Now, the Ministry of Civil Aviation is convinced that the situation has stabilised and therefore it could allow the play of a market-driven pricing model. Given the propensity of airline companies to tweak the system to jack up airfares, the government has rightly cautioned them that it will monitor the situation and would not hesitate to intervene in the event of unjustified surges. It will have to be seen how effective the government’s warning will be. However, the cavalier attitude of IndiGo Airlines was evident as it leveraged its dominant market position. So much so, the government had to clarify that it had not succumbed to any external pressure in keeping the Flight Duty Time Limitation guidelines in abeyance, which eased pressure on IndiGo. While the government tried to show to the world as to who had an upper hand by flexing its muscles, it was obvious that the airline had tried to game the system.
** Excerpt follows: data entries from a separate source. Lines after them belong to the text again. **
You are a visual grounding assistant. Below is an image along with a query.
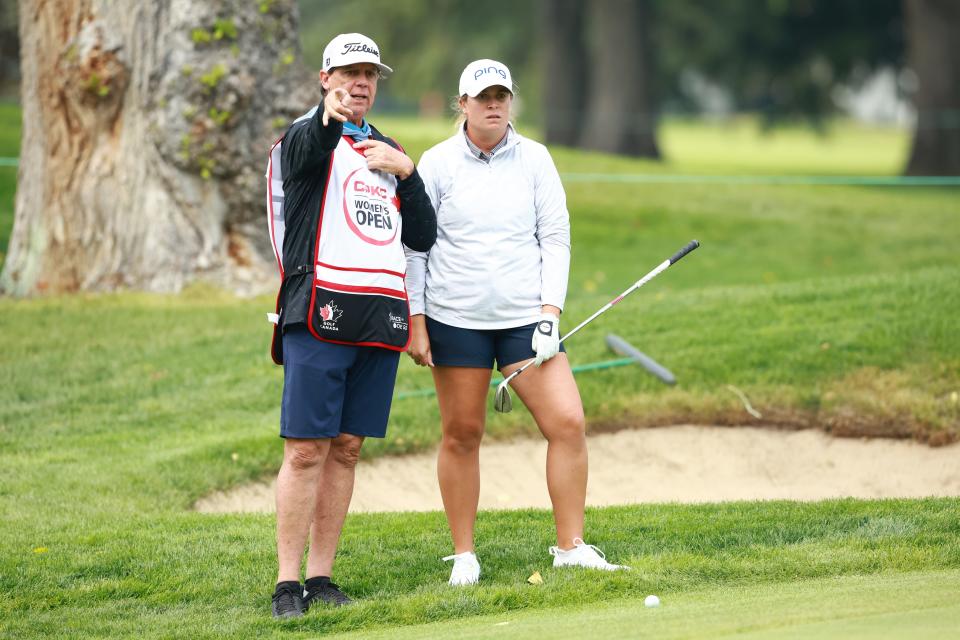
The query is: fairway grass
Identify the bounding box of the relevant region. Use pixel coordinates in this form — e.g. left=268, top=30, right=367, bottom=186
left=329, top=571, right=960, bottom=640
left=0, top=108, right=960, bottom=639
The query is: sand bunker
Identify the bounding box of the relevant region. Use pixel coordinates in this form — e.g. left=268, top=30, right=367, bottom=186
left=196, top=426, right=960, bottom=513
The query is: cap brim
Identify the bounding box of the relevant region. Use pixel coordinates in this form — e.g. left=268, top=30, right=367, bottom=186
left=464, top=82, right=513, bottom=98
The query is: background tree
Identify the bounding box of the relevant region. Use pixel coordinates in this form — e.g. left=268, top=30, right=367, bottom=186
left=0, top=0, right=20, bottom=96
left=538, top=0, right=591, bottom=147
left=0, top=0, right=319, bottom=294
left=904, top=0, right=960, bottom=175
left=576, top=0, right=660, bottom=158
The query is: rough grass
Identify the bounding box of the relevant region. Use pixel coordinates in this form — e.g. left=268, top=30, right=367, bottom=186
left=331, top=571, right=960, bottom=640
left=0, top=502, right=960, bottom=638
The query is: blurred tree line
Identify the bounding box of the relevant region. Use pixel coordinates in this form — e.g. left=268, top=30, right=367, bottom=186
left=300, top=0, right=960, bottom=173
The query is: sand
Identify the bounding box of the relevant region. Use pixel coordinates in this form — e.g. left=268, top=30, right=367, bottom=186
left=196, top=426, right=960, bottom=513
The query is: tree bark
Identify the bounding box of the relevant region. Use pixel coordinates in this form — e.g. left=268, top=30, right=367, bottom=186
left=0, top=0, right=319, bottom=295
left=538, top=0, right=589, bottom=147
left=904, top=0, right=960, bottom=176
left=580, top=0, right=660, bottom=158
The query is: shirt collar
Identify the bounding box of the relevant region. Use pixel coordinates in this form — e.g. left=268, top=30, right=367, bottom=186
left=463, top=122, right=513, bottom=164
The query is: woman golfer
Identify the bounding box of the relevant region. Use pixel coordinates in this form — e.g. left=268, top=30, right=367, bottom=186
left=406, top=60, right=623, bottom=585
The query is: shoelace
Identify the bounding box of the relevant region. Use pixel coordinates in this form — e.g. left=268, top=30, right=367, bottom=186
left=324, top=582, right=350, bottom=604
left=274, top=589, right=297, bottom=613
left=443, top=551, right=479, bottom=577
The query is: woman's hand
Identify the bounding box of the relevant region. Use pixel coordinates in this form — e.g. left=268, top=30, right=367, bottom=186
left=407, top=314, right=433, bottom=367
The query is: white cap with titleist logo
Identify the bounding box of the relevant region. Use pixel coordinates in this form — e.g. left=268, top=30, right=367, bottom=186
left=458, top=58, right=513, bottom=98
left=323, top=33, right=393, bottom=75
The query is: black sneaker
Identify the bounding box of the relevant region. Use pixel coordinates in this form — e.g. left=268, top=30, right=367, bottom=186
left=303, top=582, right=353, bottom=607
left=273, top=584, right=307, bottom=618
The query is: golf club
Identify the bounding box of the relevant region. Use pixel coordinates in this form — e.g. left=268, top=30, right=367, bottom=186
left=607, top=333, right=677, bottom=384
left=493, top=240, right=700, bottom=413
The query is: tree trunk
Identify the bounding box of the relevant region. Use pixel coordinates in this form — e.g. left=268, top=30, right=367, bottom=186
left=0, top=0, right=319, bottom=295
left=904, top=0, right=960, bottom=176
left=580, top=0, right=660, bottom=158
left=539, top=0, right=589, bottom=147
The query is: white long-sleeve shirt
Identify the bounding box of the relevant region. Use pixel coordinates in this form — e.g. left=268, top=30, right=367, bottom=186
left=406, top=127, right=570, bottom=329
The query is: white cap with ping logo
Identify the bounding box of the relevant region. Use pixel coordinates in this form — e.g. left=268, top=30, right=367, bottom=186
left=458, top=58, right=513, bottom=98
left=323, top=33, right=393, bottom=75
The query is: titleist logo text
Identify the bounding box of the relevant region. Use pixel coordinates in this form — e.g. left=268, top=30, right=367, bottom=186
left=340, top=42, right=380, bottom=58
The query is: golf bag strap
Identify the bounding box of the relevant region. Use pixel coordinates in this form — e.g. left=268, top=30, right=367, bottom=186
left=283, top=264, right=313, bottom=281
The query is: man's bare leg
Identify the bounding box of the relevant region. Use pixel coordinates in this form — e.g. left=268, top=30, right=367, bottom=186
left=277, top=438, right=330, bottom=582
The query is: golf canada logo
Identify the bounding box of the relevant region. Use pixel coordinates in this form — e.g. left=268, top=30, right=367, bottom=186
left=318, top=300, right=343, bottom=331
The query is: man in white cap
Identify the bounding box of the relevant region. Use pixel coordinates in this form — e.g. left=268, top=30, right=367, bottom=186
left=268, top=33, right=437, bottom=618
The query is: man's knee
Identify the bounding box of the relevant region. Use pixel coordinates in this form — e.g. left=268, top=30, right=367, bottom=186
left=330, top=433, right=363, bottom=469
left=442, top=418, right=483, bottom=455
left=283, top=438, right=330, bottom=471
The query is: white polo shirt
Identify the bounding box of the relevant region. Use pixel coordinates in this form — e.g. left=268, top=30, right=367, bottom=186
left=406, top=126, right=570, bottom=329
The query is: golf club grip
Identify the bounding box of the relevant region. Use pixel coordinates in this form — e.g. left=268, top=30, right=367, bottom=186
left=670, top=240, right=700, bottom=264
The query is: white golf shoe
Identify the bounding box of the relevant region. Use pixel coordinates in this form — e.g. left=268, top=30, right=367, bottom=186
left=443, top=551, right=480, bottom=587
left=550, top=538, right=630, bottom=571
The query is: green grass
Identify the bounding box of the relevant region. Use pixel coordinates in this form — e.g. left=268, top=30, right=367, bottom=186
left=331, top=571, right=960, bottom=640
left=0, top=502, right=960, bottom=638
left=0, top=105, right=960, bottom=637
left=0, top=102, right=20, bottom=267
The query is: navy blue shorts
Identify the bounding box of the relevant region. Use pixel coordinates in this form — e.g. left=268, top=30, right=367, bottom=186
left=280, top=325, right=400, bottom=438
left=427, top=316, right=565, bottom=370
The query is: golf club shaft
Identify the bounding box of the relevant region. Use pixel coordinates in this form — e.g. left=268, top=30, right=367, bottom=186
left=501, top=240, right=700, bottom=384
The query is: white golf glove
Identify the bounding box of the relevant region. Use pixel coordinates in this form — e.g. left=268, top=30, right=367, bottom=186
left=530, top=313, right=560, bottom=367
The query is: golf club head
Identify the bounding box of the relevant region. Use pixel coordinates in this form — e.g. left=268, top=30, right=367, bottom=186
left=493, top=380, right=513, bottom=413
left=607, top=333, right=677, bottom=384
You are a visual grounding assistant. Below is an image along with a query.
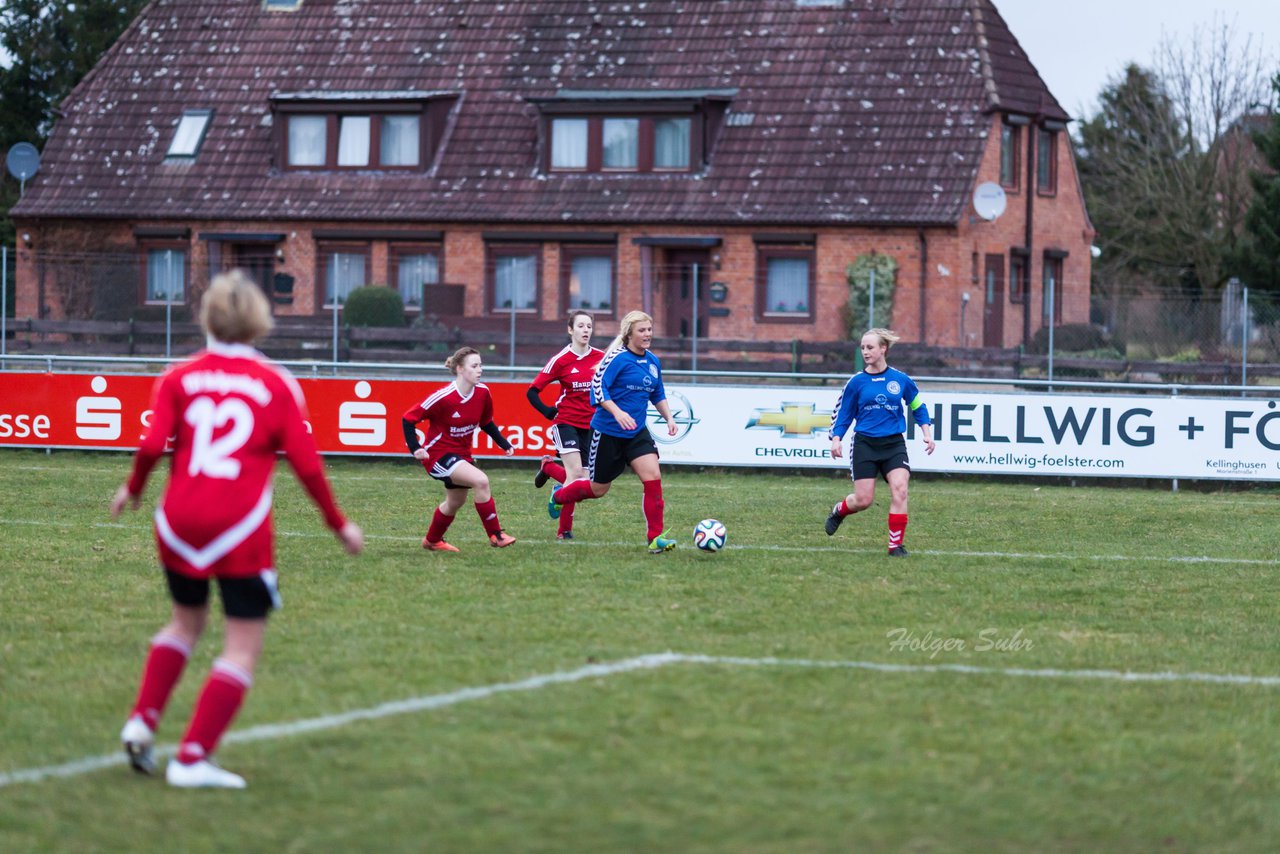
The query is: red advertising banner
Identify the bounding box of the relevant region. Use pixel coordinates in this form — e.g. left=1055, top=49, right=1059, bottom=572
left=0, top=373, right=552, bottom=457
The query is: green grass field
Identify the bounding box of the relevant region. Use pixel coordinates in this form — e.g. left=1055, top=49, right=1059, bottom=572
left=0, top=451, right=1280, bottom=853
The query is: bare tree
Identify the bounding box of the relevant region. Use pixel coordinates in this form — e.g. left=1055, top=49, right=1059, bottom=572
left=1079, top=17, right=1275, bottom=302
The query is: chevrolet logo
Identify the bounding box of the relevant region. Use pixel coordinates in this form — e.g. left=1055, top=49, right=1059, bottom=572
left=746, top=403, right=831, bottom=437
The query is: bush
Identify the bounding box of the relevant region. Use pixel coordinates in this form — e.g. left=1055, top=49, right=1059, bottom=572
left=343, top=284, right=404, bottom=326
left=1027, top=323, right=1120, bottom=353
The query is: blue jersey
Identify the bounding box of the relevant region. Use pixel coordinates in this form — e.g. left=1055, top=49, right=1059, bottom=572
left=591, top=347, right=667, bottom=438
left=831, top=367, right=931, bottom=439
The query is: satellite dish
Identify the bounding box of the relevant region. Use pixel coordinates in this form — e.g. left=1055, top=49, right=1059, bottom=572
left=4, top=142, right=40, bottom=195
left=4, top=142, right=40, bottom=181
left=973, top=181, right=1007, bottom=223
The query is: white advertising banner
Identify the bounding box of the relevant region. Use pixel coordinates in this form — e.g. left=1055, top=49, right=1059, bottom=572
left=650, top=384, right=1280, bottom=480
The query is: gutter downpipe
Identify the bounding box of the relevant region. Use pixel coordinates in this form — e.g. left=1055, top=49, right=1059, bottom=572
left=915, top=227, right=929, bottom=344
left=1021, top=113, right=1044, bottom=350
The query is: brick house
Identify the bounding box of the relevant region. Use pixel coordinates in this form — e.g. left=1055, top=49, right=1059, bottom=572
left=12, top=0, right=1093, bottom=347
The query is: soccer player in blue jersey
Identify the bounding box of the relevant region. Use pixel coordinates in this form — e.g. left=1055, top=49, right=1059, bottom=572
left=827, top=329, right=934, bottom=557
left=553, top=311, right=676, bottom=554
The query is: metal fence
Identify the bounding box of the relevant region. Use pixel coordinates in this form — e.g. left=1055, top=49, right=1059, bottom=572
left=0, top=242, right=1280, bottom=384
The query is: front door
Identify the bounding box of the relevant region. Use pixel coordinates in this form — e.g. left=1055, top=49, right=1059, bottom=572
left=982, top=255, right=1005, bottom=347
left=224, top=243, right=275, bottom=297
left=662, top=250, right=710, bottom=338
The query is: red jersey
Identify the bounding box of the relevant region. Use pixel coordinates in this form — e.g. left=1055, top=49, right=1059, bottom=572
left=404, top=383, right=493, bottom=471
left=530, top=346, right=604, bottom=430
left=128, top=343, right=347, bottom=577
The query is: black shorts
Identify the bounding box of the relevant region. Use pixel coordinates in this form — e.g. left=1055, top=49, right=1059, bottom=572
left=164, top=568, right=284, bottom=620
left=586, top=430, right=658, bottom=484
left=550, top=424, right=591, bottom=456
left=849, top=434, right=911, bottom=480
left=422, top=453, right=471, bottom=489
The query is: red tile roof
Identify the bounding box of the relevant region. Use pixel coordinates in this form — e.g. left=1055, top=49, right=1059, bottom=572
left=13, top=0, right=1068, bottom=224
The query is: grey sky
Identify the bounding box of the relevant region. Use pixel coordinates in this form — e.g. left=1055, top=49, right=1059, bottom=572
left=992, top=0, right=1280, bottom=119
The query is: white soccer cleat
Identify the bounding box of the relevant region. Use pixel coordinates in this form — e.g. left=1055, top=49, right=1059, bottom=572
left=120, top=714, right=156, bottom=773
left=164, top=759, right=244, bottom=789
Now, the government remained silent about the impending crisis in the airline industry due to the ongoing conflict in West Asia. Already, media reports indicate airline companies worldwide would have incurred estimated losses to the tune of $50 billion. The head honcho of the Air India group revealed that the financial impact is yet to be fully felt. Besides cancellation of flights or taking longer routes, the price of jet fuel too has been going up sharply, which could lead to increasing costs eating into profits and erosion of margins. Not surprisingly, the airline companies are contemplating hiking the fuel surcharges.

At the time of the December 2025 crisis, everyone raised the issue of a duopoly-like situation in the civil aviation sector and stressed the need to address it. The government, on its part, merely fast-tracked pending approvals for new airlines, as that would reduce dependence on one airline which has been dominating the market. However, it will take a couple of years before operations of new airlines begin and even longer for impact to be visibly felt.

But the real issue is structural, as many airlines have been incurring losses and eventually either their ownership changes hands, or they close down. IndiGo has cracked the code of profitability. Other airlines need to take a leaf out of the success stories of airline companies in India and abroad. Air India is reportedly at it. Given the importance of the industry, the government should consider implementing a new round of structural reforms to improve its viability and sustainability.